Nintendo has a reputation for updating its consoles mid-generation, not long after launching them, to the extent that it’s become a little risky to be an early adopter. Why spend a few hundred pounds on a device that will be refined into something neater in 12 months, as the Nintendo DS was with the DSi, and the 3DS was with the New 3DS?
With the Nintendo Switch Lite however, the deal is a little less clear cut. This is not an improved version of 2017’s Nintendo Switch console, but a trimmed-down one repitched as a pure handheld rather than a home console hybrid.
The Switch Lite weighs less than its predecessor and is a few crucial centimetres smaller, fitting much more neatly in one hand. The left and right joy-cons are no longer detachable, as it now comes in a way sturdier all-in-one package, which travels in a backpack more easily.
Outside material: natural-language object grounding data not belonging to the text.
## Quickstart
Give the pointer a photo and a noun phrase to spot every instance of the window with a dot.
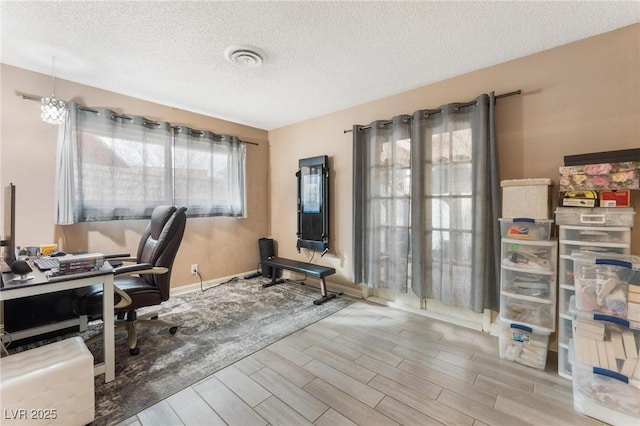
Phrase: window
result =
(122, 167)
(209, 172)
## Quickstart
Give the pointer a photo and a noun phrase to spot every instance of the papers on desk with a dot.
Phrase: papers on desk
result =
(74, 264)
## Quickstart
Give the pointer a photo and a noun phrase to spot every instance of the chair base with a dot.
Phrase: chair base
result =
(131, 323)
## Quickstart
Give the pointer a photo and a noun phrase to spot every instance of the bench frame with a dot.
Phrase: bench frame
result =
(310, 269)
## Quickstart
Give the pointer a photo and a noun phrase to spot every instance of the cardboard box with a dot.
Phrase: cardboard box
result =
(600, 177)
(620, 198)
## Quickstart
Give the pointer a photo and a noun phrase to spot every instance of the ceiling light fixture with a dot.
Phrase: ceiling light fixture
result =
(246, 56)
(52, 109)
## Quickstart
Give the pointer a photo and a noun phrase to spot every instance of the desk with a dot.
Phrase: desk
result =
(40, 284)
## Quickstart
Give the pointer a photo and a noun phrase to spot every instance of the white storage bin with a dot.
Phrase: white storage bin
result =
(539, 313)
(601, 281)
(596, 216)
(604, 395)
(605, 341)
(523, 344)
(526, 198)
(526, 228)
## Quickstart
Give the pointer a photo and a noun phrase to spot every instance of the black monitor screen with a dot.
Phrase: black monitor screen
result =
(313, 214)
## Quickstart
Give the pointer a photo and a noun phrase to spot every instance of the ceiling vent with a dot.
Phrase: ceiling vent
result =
(247, 56)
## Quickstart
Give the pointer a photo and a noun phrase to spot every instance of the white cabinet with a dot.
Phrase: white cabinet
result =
(599, 239)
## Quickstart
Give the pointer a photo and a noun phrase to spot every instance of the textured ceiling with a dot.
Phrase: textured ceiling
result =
(321, 57)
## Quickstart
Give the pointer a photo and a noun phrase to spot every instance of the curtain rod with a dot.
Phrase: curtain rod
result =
(459, 104)
(83, 108)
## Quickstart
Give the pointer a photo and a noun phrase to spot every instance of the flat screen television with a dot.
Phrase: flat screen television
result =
(313, 203)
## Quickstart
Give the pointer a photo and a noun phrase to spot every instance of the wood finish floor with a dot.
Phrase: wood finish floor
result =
(374, 365)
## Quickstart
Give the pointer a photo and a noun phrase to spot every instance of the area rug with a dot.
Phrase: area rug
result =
(216, 328)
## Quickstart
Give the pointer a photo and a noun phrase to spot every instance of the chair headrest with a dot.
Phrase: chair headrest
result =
(159, 218)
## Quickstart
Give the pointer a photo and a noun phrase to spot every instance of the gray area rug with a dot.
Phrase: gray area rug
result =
(216, 328)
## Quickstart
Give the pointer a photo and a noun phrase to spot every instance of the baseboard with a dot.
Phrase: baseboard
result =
(207, 284)
(429, 314)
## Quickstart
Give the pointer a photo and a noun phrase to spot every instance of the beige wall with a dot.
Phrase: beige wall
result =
(579, 98)
(221, 246)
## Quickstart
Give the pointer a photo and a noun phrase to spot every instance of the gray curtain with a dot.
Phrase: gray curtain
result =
(64, 195)
(382, 189)
(455, 232)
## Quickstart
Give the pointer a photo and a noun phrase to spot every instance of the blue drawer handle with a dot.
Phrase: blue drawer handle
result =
(524, 219)
(617, 320)
(614, 262)
(522, 327)
(612, 374)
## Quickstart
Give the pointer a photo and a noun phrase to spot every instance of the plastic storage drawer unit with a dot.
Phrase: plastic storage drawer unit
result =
(596, 216)
(535, 313)
(601, 281)
(524, 345)
(526, 228)
(529, 255)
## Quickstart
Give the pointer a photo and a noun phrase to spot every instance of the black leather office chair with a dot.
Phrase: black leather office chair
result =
(145, 283)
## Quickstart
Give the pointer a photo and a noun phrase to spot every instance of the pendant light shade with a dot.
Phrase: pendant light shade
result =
(51, 108)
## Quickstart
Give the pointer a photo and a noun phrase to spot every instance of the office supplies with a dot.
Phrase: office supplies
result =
(45, 263)
(103, 278)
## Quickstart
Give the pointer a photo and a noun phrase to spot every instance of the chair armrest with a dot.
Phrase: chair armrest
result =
(125, 299)
(117, 256)
(139, 268)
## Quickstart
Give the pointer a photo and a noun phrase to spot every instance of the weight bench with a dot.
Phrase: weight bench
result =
(303, 268)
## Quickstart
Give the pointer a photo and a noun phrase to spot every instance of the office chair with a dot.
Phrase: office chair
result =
(145, 283)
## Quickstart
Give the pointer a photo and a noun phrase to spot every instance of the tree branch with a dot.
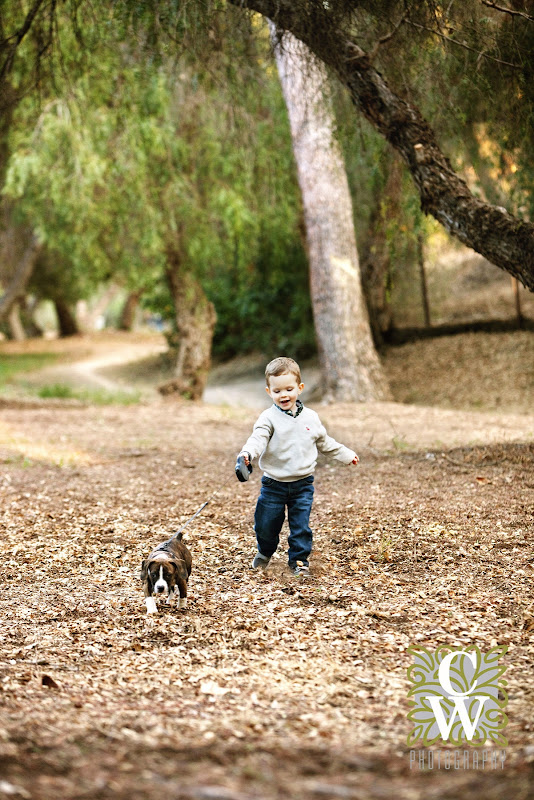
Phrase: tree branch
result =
(465, 46)
(503, 239)
(507, 10)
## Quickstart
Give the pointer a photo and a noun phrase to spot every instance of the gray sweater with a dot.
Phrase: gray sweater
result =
(288, 445)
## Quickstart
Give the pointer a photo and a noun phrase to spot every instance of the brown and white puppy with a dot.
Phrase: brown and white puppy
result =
(165, 573)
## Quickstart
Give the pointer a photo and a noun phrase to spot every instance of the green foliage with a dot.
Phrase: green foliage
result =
(100, 397)
(141, 157)
(11, 365)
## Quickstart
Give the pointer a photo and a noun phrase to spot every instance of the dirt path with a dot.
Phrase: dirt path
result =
(99, 366)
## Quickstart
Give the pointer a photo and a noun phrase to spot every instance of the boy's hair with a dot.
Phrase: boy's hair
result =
(281, 365)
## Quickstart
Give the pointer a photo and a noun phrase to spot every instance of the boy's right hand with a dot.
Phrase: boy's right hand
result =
(243, 467)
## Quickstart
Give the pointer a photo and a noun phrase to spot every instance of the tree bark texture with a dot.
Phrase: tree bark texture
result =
(503, 239)
(195, 324)
(376, 266)
(350, 367)
(66, 319)
(16, 328)
(129, 310)
(23, 266)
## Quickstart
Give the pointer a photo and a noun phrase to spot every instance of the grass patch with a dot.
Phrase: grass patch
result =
(10, 364)
(98, 397)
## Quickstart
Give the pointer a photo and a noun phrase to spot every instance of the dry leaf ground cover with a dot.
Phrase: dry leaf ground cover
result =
(265, 687)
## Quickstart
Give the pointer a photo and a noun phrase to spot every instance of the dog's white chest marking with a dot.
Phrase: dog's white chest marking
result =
(151, 606)
(161, 586)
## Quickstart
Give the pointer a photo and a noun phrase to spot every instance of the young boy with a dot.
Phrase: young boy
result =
(287, 437)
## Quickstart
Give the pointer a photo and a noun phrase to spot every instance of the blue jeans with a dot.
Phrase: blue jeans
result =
(270, 515)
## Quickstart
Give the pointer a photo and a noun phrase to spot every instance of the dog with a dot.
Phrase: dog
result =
(166, 572)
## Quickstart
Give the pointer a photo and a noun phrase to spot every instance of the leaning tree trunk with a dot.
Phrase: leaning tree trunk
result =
(66, 320)
(503, 239)
(16, 328)
(20, 276)
(350, 367)
(195, 323)
(129, 310)
(376, 266)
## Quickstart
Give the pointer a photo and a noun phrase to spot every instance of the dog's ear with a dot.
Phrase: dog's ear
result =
(144, 570)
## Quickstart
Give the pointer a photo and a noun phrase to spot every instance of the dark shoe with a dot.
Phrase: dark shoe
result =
(260, 561)
(300, 570)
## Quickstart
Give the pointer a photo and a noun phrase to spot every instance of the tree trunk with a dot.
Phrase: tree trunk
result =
(376, 266)
(66, 319)
(195, 323)
(503, 239)
(16, 327)
(129, 309)
(351, 370)
(20, 276)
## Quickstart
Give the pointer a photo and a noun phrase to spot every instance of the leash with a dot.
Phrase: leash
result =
(242, 472)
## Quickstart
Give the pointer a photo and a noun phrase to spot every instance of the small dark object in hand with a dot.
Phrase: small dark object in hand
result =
(242, 470)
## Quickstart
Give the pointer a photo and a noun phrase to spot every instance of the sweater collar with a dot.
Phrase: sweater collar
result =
(300, 408)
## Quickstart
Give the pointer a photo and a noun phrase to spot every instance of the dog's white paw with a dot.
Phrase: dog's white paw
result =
(151, 606)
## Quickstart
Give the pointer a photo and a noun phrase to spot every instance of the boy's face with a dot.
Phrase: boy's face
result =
(284, 391)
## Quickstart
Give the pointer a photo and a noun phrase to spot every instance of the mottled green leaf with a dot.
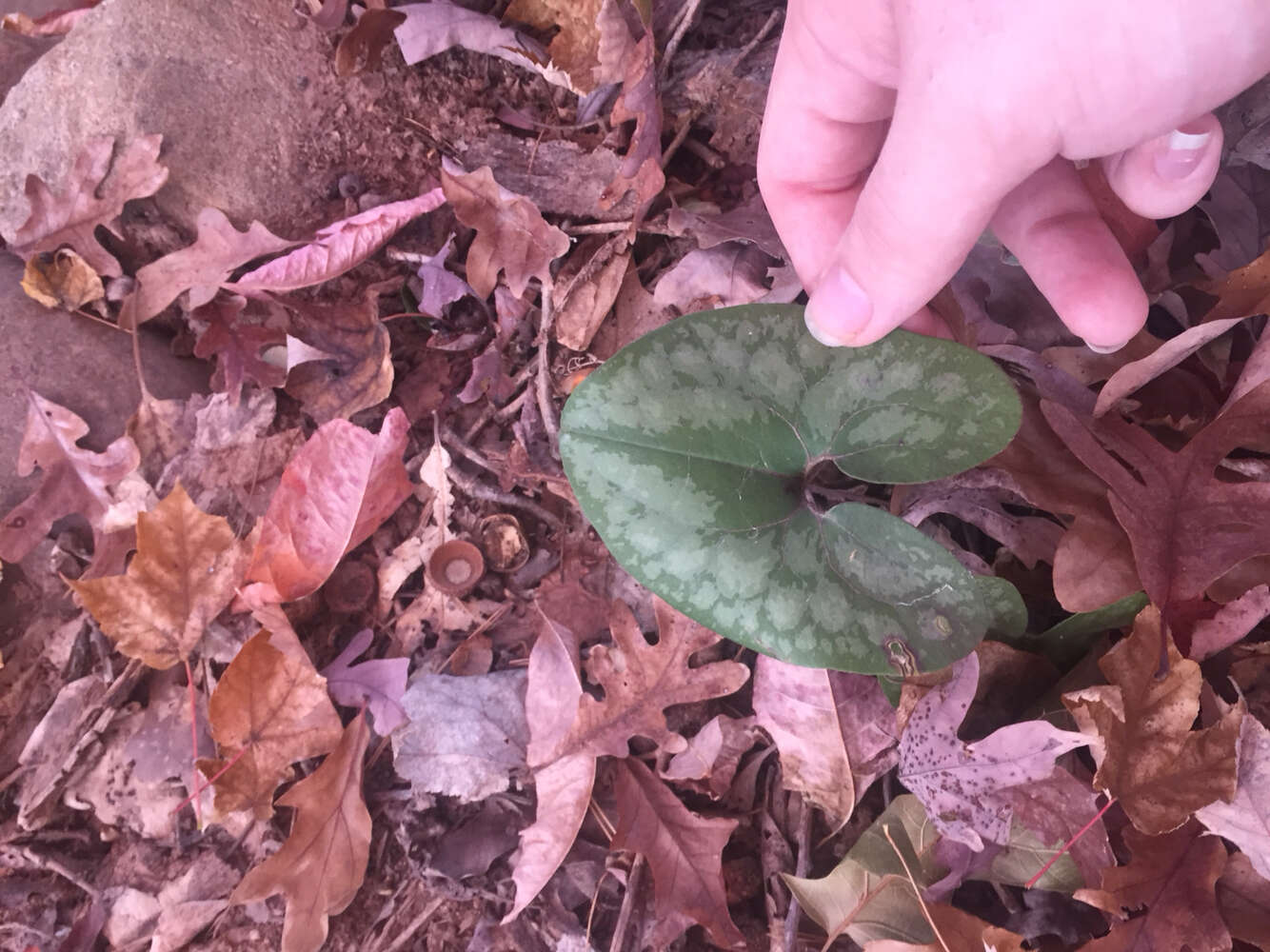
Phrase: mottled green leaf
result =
(688, 448)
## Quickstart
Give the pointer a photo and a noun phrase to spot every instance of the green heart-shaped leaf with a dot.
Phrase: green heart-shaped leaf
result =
(688, 449)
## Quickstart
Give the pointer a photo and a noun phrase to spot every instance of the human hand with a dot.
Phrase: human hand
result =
(897, 131)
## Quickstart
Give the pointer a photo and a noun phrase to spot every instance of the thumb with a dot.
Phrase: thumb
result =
(924, 204)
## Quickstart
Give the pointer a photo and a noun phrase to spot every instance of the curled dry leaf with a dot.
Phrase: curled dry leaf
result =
(1151, 761)
(323, 863)
(89, 197)
(187, 569)
(510, 234)
(835, 731)
(204, 267)
(269, 704)
(333, 495)
(1174, 876)
(338, 248)
(684, 851)
(962, 786)
(74, 482)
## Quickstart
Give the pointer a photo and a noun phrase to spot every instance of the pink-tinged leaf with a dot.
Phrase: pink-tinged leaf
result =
(377, 684)
(89, 198)
(684, 851)
(1246, 819)
(1232, 624)
(338, 248)
(835, 731)
(75, 480)
(204, 267)
(238, 347)
(1168, 354)
(337, 490)
(962, 784)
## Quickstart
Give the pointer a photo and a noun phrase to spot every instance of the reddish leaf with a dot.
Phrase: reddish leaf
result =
(510, 234)
(204, 267)
(962, 786)
(89, 198)
(684, 851)
(323, 863)
(236, 346)
(333, 495)
(1186, 528)
(338, 248)
(74, 482)
(1174, 878)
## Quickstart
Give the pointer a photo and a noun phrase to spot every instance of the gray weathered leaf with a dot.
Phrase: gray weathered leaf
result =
(687, 452)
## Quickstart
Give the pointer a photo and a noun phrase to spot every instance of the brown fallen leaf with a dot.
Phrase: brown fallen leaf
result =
(510, 234)
(236, 346)
(63, 280)
(1174, 878)
(269, 710)
(89, 197)
(204, 267)
(338, 248)
(835, 731)
(684, 851)
(1152, 762)
(335, 491)
(187, 569)
(74, 482)
(323, 863)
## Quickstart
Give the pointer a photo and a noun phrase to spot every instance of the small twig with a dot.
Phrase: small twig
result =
(632, 883)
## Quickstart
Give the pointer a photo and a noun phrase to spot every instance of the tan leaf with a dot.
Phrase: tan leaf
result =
(89, 197)
(272, 706)
(684, 851)
(835, 731)
(187, 569)
(642, 680)
(74, 482)
(323, 863)
(510, 234)
(1174, 878)
(1153, 764)
(63, 281)
(204, 267)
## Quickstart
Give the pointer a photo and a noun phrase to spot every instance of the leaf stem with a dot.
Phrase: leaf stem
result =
(1067, 845)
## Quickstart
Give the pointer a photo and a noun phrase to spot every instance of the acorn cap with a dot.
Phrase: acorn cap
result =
(456, 566)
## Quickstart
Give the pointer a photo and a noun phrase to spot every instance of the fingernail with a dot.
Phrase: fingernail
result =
(1183, 152)
(839, 308)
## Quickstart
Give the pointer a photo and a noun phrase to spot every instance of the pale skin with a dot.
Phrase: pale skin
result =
(898, 131)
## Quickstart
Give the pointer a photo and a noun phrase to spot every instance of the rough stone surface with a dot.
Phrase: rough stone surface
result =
(234, 87)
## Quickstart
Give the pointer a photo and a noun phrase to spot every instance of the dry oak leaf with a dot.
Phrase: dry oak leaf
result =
(270, 706)
(236, 347)
(74, 482)
(337, 490)
(964, 787)
(1246, 819)
(1186, 528)
(89, 198)
(957, 931)
(1174, 876)
(684, 851)
(641, 680)
(187, 569)
(204, 267)
(510, 234)
(835, 731)
(338, 248)
(1151, 761)
(64, 280)
(323, 863)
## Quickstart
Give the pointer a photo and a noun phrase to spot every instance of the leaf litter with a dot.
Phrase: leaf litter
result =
(571, 757)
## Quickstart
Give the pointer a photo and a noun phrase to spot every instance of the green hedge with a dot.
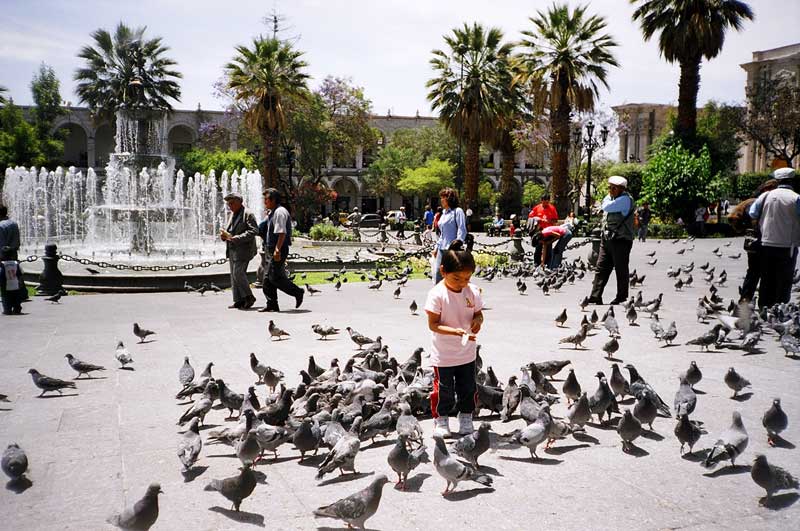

It feels nicer, more rugged and less susceptible to damage than the old Switch with its detachable bits.
You can no longer switch between playing on the handheld and playing on the television, which was the Nintendo Switch’s main marketing point. It is, after all, right there in the name. This makes it incompatible with certain titles, especially early Nintendo releases that sought to emphasise how swapping between the big screen and the little screen could allow for unique styles of play (Super Mario Party for example) but the vast majority of existing and future games will still run normally on the Lite.
Stripping out almost every feature that made the Nintendo Switch so wonderfully strange, and so very Nintendo, may seem like a compromise, but the result is a handheld device with a much clearer focus about what it wants to be and who it’s for.
This is a Nintendo Switch for Xbox and PlayStation fans who looked at the original Switch’s weird teeny controllers and wacky kickstand and responded with a shrug. But those who still want that weird Nintendo magic should keep their original.